Processors can also be defined by inheriting from the `processor.Processor`
class and implementing the `call(..)` method. This is the recommended method if
the Processor requires a persistent state or is parameterized.

In [None]:
from genai_processors.core import preamble


class SimpleTextProcessor(processor.Processor):

  def __init__(self, eos_string: str):
    self._eos = eos_string
    # Preamble adds a prefix to a content stream.
    self._preamble = preamble.Preamble("Starting. ")

  async def call(
      self,
      content: AsyncIterable[content_api.ProcessorPart],
  ) -> AsyncIterable[content_api.ProcessorPart]:
    """Replaces dots with '[EoS]'."""
    async for part in self._preamble(content):
      if content_api.is_text(part.mimetype):
        yield content_api.ProcessorPart(part.text.replace(".", self._eos))
      else:
        yield part

## 4. ‚ñ∂Ô∏è Applying a Processor

You can apply a Processor to an input stream by iterating over the Processor
directly with `async for` for asynchronous execution.

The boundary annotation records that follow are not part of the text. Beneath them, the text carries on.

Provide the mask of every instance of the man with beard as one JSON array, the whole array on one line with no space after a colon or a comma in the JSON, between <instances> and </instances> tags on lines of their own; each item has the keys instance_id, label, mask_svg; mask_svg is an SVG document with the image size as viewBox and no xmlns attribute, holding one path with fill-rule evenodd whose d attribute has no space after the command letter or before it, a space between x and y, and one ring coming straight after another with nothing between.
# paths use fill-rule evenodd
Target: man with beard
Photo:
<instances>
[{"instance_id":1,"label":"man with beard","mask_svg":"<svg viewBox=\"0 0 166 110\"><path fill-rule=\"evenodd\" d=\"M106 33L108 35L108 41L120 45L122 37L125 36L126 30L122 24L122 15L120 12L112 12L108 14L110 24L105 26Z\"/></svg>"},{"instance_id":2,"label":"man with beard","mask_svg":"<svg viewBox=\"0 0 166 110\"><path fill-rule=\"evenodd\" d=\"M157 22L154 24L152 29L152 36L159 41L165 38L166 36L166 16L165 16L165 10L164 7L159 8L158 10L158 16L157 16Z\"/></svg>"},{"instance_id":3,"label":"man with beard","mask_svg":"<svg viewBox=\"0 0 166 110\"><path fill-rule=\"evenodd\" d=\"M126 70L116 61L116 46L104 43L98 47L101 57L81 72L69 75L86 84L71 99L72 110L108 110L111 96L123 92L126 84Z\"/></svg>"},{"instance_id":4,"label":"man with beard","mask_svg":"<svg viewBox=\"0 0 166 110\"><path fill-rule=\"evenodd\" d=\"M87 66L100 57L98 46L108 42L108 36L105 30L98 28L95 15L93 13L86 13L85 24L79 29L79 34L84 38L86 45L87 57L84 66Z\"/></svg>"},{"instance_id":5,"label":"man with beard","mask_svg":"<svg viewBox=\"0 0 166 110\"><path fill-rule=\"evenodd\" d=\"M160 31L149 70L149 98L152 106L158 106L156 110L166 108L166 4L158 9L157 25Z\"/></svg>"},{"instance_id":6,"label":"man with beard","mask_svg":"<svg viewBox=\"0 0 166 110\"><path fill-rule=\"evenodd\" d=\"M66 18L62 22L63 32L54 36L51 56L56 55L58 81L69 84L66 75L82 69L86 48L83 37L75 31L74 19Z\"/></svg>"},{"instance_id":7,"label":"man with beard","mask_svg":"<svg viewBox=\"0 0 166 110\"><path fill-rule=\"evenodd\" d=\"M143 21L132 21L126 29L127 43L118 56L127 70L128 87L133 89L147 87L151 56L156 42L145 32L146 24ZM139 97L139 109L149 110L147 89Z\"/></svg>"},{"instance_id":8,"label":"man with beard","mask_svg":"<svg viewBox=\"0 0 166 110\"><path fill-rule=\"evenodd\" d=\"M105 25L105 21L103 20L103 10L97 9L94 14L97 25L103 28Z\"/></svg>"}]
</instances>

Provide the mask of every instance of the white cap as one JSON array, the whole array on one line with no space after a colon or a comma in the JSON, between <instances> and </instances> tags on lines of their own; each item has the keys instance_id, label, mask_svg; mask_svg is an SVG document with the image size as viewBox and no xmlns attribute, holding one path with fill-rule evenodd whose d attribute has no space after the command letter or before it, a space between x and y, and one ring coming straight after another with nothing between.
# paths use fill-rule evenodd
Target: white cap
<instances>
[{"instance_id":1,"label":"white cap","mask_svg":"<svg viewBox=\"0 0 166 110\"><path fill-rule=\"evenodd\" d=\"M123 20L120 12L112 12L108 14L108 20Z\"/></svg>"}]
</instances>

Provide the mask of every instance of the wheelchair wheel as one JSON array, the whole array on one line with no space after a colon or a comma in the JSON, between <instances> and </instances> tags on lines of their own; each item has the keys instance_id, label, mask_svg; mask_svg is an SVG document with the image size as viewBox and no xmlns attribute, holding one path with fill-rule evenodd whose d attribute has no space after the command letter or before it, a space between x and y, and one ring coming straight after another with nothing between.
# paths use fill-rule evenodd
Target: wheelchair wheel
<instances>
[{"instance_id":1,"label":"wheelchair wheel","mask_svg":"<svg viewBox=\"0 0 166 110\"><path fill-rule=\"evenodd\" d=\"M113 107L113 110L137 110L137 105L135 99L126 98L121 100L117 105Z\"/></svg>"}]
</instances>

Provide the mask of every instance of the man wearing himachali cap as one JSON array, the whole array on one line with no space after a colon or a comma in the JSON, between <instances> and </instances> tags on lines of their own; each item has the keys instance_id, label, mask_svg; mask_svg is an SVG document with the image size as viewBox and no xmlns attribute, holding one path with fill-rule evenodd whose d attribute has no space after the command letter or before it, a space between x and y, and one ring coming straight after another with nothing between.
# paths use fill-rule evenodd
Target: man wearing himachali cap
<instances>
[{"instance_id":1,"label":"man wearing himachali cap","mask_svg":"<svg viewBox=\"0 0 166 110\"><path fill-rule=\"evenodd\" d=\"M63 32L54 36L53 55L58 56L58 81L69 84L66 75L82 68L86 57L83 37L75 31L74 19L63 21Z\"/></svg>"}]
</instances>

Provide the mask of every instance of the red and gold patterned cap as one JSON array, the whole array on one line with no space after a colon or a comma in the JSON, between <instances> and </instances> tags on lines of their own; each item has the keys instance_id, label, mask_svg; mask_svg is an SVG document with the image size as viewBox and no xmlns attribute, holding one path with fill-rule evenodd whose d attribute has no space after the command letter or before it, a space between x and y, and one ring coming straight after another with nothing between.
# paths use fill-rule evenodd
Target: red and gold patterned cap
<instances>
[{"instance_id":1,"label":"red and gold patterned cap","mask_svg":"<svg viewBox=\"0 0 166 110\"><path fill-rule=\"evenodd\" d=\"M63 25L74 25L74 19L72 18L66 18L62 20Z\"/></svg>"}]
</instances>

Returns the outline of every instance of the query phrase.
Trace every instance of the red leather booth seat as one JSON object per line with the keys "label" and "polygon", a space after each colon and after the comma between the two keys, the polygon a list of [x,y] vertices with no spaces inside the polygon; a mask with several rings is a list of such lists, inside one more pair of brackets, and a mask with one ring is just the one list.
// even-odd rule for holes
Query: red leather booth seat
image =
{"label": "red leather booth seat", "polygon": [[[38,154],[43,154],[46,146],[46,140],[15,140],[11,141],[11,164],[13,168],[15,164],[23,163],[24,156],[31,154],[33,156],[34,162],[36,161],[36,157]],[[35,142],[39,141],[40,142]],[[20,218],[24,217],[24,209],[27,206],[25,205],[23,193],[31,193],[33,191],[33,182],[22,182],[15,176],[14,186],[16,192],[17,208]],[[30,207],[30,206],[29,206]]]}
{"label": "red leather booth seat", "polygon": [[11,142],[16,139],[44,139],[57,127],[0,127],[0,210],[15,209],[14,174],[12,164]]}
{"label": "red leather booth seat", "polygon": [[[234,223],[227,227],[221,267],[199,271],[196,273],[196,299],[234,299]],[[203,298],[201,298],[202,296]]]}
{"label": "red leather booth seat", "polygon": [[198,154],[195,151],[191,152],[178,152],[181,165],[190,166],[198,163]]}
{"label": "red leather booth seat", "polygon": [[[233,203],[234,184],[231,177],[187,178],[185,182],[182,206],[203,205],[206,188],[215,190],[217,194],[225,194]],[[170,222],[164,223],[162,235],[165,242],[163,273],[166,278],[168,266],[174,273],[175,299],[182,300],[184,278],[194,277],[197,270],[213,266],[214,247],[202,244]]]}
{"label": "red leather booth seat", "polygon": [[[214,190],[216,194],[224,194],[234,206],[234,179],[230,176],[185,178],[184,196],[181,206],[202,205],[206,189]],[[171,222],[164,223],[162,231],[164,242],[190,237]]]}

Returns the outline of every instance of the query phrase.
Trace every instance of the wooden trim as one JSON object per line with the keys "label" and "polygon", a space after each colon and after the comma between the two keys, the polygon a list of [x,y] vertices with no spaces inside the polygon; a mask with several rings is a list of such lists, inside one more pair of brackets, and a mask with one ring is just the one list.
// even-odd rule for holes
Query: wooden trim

This is the recommended
way.

In this notebook, we often use the utility `streams.stream_content` to create an
input stream from a list of `ProcessorPartTypes`, which includes
`ProcessorParts` but also generic types like `str` or `bytes`. We will see later
in the *Working with Streams and AsyncIterables* section how to create input
streams in more advanced setups.

### Asynchronous Application [recommended]

In [None]:
import asyncio
from genai_processors import streams

input_parts = ["Hello", "World"]
input_stream = streams.stream_content(input_parts)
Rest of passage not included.